Hallux valgus – ein Frauenproblem?

Hallux valgus, auch „Ballenzeh“ genannt, ist eine der häufigsten Fußfehlstellungen.

Der Name kommt daher, dass dabei der erste Mittelfußknochen zum inneren Fußrand wandert. Die Großzehe knickt nach innen und der vordere Teil des Fußes wird breiter. Damit einher gehen Schmerzen, Schwellungen und Druckbeschwerden. Aus diesem Grund ist der Hallux valgus ein äußerst unangenehmes gesundheitliches Problem, das vor allem bei Frauen auftritt. Doch glücklicherweise gibt es viele Möglichkeiten, um die Beschwerden zu lindern und wieder schmerzfrei durchs Leben zu gehen.

 

Wie entsteht der Hallux valgus?

Meist gibt es nicht einen einzigen Grund, aus dem ein Hallux valgus entsteht, sondern ein Zusammenspiel verschiedener Ursachen. Auf jeden Fall fällt auf, dass vor allem Frauen von der Fußfehlstellung betroffen sind. Hier spielt oft eine genetische Veranlagung zu einem schwächeren Bindegewebe eine Rolle. Hinzu kommt häufig das Tragen falscher Schuhe. High Heels belasten den Vorfuß unnötig stark und sind wahres Gift für die Fußgesundheit. Ist das Kind bereits in den Brunnen gefallen, ist es wichtig, sich für spezielle Schuhe zu entscheiden, die zum Tragen von Einlagen geeignet sind. Diese haben eine breitere Passform und müssen keinesfalls nach Gesundheitsschuh aussehen. Sie geben dem Fuß genügend Bewegungsfreiheit und polstern die schmerzenden Stellen sanft ab.
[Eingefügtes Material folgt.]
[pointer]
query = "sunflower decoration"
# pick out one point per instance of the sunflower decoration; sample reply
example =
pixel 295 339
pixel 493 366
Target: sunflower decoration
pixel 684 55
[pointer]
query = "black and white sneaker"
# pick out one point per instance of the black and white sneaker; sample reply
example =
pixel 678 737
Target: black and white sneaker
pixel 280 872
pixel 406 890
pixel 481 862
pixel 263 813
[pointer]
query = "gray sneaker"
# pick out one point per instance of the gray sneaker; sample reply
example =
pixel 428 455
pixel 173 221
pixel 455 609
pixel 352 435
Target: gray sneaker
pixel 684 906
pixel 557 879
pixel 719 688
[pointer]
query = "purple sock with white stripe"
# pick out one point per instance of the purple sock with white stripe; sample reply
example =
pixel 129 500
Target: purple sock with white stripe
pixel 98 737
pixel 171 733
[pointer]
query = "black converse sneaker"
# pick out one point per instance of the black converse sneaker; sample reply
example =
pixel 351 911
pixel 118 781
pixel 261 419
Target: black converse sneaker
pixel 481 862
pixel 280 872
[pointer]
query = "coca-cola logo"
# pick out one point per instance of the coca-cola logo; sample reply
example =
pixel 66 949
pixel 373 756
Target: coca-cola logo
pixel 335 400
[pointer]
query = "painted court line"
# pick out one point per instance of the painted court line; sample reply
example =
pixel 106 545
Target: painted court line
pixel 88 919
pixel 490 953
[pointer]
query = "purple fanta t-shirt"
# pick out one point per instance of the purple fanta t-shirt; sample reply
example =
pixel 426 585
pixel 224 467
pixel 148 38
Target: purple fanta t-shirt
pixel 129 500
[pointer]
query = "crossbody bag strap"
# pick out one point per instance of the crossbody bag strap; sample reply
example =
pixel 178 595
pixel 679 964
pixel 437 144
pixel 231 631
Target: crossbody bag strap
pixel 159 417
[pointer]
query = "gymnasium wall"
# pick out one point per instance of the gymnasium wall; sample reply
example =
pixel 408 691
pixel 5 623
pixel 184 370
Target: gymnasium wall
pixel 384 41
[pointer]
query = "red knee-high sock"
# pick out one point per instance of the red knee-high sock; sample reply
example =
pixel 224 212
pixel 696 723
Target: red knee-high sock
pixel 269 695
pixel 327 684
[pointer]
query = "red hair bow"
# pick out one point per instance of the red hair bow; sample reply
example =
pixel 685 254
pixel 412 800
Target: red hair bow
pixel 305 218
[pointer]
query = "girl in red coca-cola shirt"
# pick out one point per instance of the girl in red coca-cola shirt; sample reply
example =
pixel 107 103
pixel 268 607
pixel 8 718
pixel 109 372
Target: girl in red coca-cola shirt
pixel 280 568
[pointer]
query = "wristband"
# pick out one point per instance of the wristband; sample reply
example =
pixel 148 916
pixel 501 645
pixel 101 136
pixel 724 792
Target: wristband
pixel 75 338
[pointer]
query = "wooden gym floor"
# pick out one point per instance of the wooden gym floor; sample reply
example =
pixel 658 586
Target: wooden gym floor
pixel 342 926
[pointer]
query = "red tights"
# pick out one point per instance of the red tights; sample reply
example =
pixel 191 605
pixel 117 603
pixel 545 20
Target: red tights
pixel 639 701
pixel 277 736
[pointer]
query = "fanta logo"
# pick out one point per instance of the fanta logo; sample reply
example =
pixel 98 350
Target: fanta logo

Besser ist es natürlich, die Fehlstellung gar nicht erst entstehen zu lassen und vorbeugend zu agieren. Beeinflussbare Risikofaktoren für die Entstehung eines Hallux valgus sind Übergewicht, Rauchen und häufiges Stehen.

 

Fußgymnastik als fester Bestandteil der Therapie

Es gibt verschiedene Möglichkeiten, sanft gegen Fußschmerzen vorzugehen. Neben Einlagen, speziellen Strümpfen und Bandagen ist Fußgymnastik eine der effektivsten Alternativen der Behandlung. Das Ziel der Gymnastik ist es, die Fuß- und Zehenmuskeln zu stärken. Auch das Fußgewölbe erlangt so zusätzliche Stabilität. Der Vorteil daran ist, dass nicht nur die Füße mit der Zeit gekräftigt werden – der ganze Körper kann sich von unten auf richtig ausrichten. Da Fußfehlstellungen häufig auch Haltungsprobleme nach sich ziehen, werden mit gezielter Gymnastik zwei Fliegen mit einer Klappe geschlagen. Erst in allerletzter Instanz sollte eine Operation in Betracht gezogen werden. Diese ist zwar in vielen Fällen erfolgreich, stellt jedoch dennoch einen chirurgischen Eingriff dar, den man häufig mit der richtigen Therapie noch abwenden kann.

 

Richtig vorbeugen

Am besten ist es natürlich, sich gezielt um die Fußgesundheit zu kümmern, sodass eine Fehlstellung gar nicht erst entstehen kann. Dafür ist es hilfreich, regelmäßige Fußgymnastik in den Alltag zu integrieren und die Füße bereits vorbeugend zu stärken. Auch Barfußlaufen stärkt die Fußmuskulatur auf natürliche Weise. Noch dazu stellt das Gehen auf verschiedenen Untergründen eine sanfte Massage der Fußreflexzonen mit jedem Schritt dar. Vermeiden Sie es außerdem, hohe Schuhe zu tragen. Diese können nicht nur den Füßen, sondern auch Ihrer Haltung und Ihrer Wirbelsäule schaden. Daher sollten sie nur zu besonderen Anlässen aus dem Schrank geholt werden. Gönnen Sie sich stattdessen regelmäßig eine entspannende Fußmassage – vielleicht von dem Geld, das Sie ansonsten für High Heels ausgegeben hätten.